I'd like to solve the following integral:
$I = \int_0^\infty J_0(at) J_1(bt) e^{-t} dt\ $
where $J_n$ is an $n^{th}$ order Bessel Function of the First Kind and $a$ and $b$ are both positive real constants.

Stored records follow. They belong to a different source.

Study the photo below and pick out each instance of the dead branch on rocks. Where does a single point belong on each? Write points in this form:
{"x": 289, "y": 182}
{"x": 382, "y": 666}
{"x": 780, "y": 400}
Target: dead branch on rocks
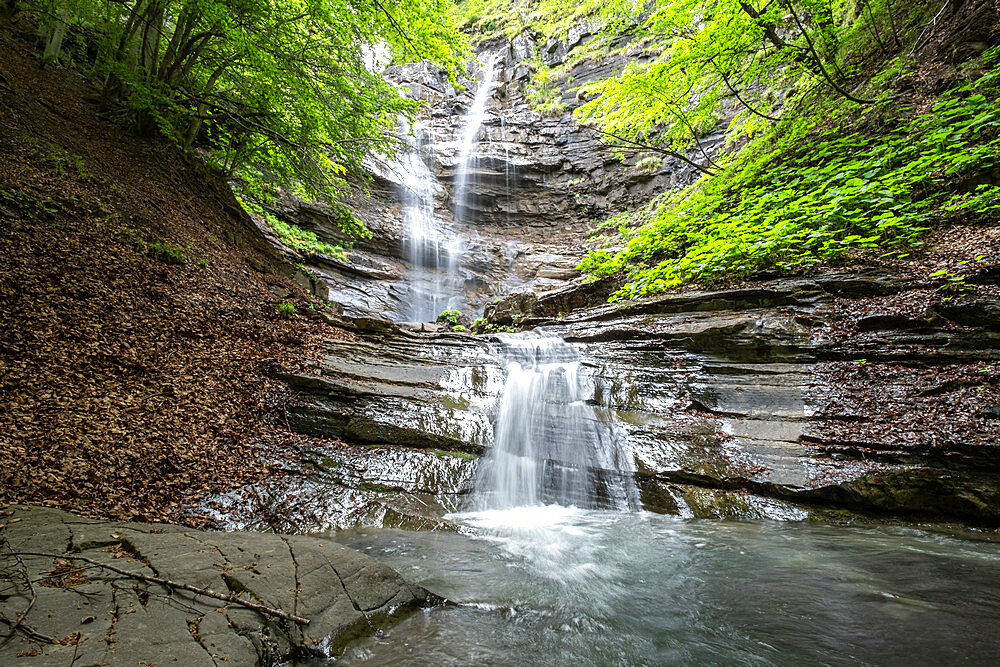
{"x": 232, "y": 597}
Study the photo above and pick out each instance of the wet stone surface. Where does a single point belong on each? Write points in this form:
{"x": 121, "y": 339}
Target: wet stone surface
{"x": 342, "y": 593}
{"x": 746, "y": 391}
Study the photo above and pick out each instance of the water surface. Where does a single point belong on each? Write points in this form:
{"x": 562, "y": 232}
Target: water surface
{"x": 552, "y": 585}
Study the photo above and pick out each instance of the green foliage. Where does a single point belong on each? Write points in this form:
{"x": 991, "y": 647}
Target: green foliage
{"x": 806, "y": 193}
{"x": 543, "y": 92}
{"x": 166, "y": 253}
{"x": 488, "y": 19}
{"x": 293, "y": 236}
{"x": 285, "y": 86}
{"x": 449, "y": 316}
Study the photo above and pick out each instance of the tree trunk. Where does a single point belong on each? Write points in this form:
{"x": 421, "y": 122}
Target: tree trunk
{"x": 53, "y": 44}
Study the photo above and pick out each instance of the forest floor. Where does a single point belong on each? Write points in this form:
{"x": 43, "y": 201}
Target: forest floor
{"x": 131, "y": 385}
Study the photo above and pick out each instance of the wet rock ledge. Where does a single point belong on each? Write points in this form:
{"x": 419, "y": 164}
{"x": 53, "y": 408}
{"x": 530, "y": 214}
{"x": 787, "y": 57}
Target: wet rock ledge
{"x": 123, "y": 620}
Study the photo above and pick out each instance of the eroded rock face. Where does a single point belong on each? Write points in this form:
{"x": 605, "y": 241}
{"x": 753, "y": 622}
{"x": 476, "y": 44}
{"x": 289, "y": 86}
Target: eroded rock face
{"x": 740, "y": 393}
{"x": 126, "y": 621}
{"x": 535, "y": 184}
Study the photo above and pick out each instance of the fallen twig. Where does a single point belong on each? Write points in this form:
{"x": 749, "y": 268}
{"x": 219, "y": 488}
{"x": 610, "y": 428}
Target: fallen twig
{"x": 207, "y": 592}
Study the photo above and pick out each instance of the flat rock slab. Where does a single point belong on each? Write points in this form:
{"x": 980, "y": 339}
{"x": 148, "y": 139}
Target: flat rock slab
{"x": 100, "y": 617}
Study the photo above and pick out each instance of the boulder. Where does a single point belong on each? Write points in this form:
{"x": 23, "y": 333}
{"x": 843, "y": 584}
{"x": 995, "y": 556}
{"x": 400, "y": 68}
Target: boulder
{"x": 100, "y": 617}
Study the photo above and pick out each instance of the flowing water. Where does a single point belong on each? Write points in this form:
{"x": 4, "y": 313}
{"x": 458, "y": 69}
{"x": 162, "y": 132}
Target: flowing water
{"x": 466, "y": 164}
{"x": 551, "y": 444}
{"x": 550, "y": 585}
{"x": 434, "y": 283}
{"x": 553, "y": 564}
{"x": 542, "y": 575}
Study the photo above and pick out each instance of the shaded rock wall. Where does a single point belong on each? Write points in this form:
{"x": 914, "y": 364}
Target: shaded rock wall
{"x": 535, "y": 184}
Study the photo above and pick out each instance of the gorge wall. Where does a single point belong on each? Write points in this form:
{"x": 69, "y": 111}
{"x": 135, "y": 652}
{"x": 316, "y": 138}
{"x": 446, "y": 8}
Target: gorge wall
{"x": 535, "y": 184}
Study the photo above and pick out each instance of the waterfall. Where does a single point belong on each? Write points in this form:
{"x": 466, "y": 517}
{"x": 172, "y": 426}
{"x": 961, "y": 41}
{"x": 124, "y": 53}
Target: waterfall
{"x": 551, "y": 446}
{"x": 467, "y": 158}
{"x": 434, "y": 283}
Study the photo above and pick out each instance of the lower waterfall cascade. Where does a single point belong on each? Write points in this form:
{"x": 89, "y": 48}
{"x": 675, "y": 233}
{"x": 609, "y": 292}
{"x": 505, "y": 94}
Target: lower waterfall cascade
{"x": 551, "y": 445}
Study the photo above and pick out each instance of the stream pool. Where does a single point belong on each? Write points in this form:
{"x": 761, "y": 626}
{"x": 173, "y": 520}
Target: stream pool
{"x": 551, "y": 585}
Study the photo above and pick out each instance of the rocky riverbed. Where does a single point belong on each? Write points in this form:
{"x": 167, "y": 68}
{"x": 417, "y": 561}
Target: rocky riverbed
{"x": 835, "y": 391}
{"x": 71, "y": 611}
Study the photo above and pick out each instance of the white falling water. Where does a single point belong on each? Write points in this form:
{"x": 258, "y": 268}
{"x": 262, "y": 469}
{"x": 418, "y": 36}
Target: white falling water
{"x": 434, "y": 283}
{"x": 467, "y": 154}
{"x": 551, "y": 446}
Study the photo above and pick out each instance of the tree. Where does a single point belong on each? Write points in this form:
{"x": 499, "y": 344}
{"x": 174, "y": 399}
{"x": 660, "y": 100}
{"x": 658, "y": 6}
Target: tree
{"x": 708, "y": 52}
{"x": 280, "y": 89}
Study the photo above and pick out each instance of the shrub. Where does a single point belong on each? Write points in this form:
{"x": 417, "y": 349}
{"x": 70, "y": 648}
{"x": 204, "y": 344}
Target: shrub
{"x": 166, "y": 253}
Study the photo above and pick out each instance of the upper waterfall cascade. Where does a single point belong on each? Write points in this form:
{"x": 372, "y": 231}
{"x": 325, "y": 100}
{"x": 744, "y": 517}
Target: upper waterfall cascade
{"x": 467, "y": 156}
{"x": 432, "y": 252}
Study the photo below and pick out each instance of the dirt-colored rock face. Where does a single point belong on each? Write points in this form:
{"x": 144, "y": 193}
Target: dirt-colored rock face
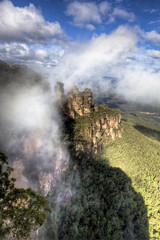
{"x": 93, "y": 123}
{"x": 79, "y": 103}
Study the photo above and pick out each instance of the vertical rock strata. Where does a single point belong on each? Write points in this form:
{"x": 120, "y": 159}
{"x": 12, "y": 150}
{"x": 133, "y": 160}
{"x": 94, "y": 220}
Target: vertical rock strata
{"x": 94, "y": 124}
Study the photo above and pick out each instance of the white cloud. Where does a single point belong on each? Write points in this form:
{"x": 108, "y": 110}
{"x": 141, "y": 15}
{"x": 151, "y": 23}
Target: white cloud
{"x": 121, "y": 13}
{"x": 111, "y": 62}
{"x": 86, "y": 62}
{"x": 153, "y": 53}
{"x": 104, "y": 7}
{"x": 35, "y": 56}
{"x": 153, "y": 37}
{"x": 26, "y": 24}
{"x": 85, "y": 13}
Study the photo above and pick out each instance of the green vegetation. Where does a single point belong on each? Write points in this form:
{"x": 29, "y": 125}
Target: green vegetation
{"x": 103, "y": 111}
{"x": 139, "y": 157}
{"x": 94, "y": 201}
{"x": 21, "y": 210}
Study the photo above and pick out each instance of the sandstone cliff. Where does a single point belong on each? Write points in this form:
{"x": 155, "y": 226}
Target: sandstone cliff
{"x": 93, "y": 124}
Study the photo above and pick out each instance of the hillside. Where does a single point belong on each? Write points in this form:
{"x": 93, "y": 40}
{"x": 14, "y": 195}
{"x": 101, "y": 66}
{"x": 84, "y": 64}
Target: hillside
{"x": 137, "y": 153}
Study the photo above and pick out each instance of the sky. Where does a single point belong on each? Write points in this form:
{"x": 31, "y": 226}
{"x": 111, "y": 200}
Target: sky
{"x": 112, "y": 44}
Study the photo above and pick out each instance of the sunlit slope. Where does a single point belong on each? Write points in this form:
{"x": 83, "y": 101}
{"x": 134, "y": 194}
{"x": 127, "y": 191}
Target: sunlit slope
{"x": 139, "y": 157}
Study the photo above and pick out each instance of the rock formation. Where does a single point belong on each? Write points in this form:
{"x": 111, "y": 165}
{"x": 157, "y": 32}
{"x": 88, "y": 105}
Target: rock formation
{"x": 93, "y": 123}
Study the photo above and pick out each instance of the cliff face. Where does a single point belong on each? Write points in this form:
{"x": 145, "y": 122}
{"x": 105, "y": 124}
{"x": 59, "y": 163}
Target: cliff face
{"x": 94, "y": 124}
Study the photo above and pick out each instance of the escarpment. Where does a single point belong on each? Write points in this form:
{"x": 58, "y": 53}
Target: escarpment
{"x": 93, "y": 124}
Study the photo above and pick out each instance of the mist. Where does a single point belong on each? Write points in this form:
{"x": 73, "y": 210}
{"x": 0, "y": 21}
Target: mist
{"x": 31, "y": 126}
{"x": 111, "y": 63}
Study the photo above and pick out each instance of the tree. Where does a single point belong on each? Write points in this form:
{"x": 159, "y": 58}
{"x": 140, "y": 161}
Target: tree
{"x": 21, "y": 210}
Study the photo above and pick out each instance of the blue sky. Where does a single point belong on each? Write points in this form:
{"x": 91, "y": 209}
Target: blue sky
{"x": 87, "y": 42}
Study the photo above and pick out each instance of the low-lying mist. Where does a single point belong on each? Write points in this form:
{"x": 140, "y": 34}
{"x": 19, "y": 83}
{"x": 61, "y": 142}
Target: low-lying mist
{"x": 111, "y": 63}
{"x": 30, "y": 123}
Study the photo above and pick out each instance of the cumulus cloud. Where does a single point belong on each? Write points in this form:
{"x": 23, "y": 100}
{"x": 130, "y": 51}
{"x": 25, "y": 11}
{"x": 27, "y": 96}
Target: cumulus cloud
{"x": 83, "y": 12}
{"x": 86, "y": 13}
{"x": 35, "y": 56}
{"x": 114, "y": 63}
{"x": 121, "y": 13}
{"x": 26, "y": 24}
{"x": 153, "y": 53}
{"x": 153, "y": 37}
{"x": 91, "y": 61}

Any information about this integral would be useful.
Thanks!
I've included two relations specific to $0^{th}$ and $1^{st}$ order Bessel function that may be useful:
$ J_0(t)' = -J_1(t) $
$ J_1(t) = -J_{-1}(t) $
The following recursion relation may also be useful:
$ J_n(t)' = \frac{1}{2}\{J_{n-1}(t) – J_{n+1}(t) \} $
I've also found the following relation via integration by parts:
$ \int_0^\infty \{bJ_0(at) J_1(bt) + aJ_0(bt) J_1(at) \}e^{-t} dt\ =
J_0^2(0) – \int_0^\infty J_0(at) J_0(bt) e^{-t} dt $
Best Answer
The integral does not admit a closed form, I am afraid. It is discussed in the vol. 2 of Bateman's "Higher Transcendental functions", section 7.7.3, formula 15, which gives $$ 2^{\mu + \nu} \alpha^{-\mu} \beta^{-\nu} \gamma^{\lambda + \mu+\nu} \Gamma\left(\nu+1\right) \int_0^\infty J_{\mu}(\alpha t) J_\nu(\beta t) \mathrm{e}^{-\gamma t} t^{\lambda -1} \mathrm{d} t = \sum_{m=0}^\infty \frac{\Gamma\left(2m+\lambda+\mu+\nu\right)}{m! \Gamma(m+\mu+1)} \cdot {}_2F_1\left(-m,-m-\mu; \nu+1; \frac{\beta^2}{\alpha^2}\right) \left( -\frac{\alpha^2}{4 \gamma^2} \right)^m $$ In your case, $\lambda = 1$, $\mu=0$, $\nu=1$, $\gamma=1$: $$ \frac{2}{\beta} \int_0^\infty J_0(\alpha t) J_1(\beta t) \mathrm{e}^{-t} \mathrm{d}t = \sum_{m=0}^\infty \frac{\Gamma\left(2m+2\right)}{m! \Gamma(m+1)} \cdot {}_2F_1\left(-m,-m; 2; \frac{\beta^2}{\alpha^2}\right) \left( -\frac{\alpha^2}{4} \right)^m $$
By expanding the Bessel function $J_1(b t)$ in its defining series and integrating term-wise we can find other series representations: $$ \int_0^\infty J_0(a t) J_1(b t) \mathrm{e}^{-t} \mathrm{d}t = \frac{b}{2} \sum_{m=0}^\infty \binom{2m+1}{m} \frac{\left(-\frac{b^2}{4}\right)^m}{(1+a^2)^{2m+3/2}} \cdot {}_2F_1\left(-m, -m-\frac{1}{2}; 1; -a^2\right) $$ where, additionally, the Euler's transformation of the Gauss' hypergeometric function had been used.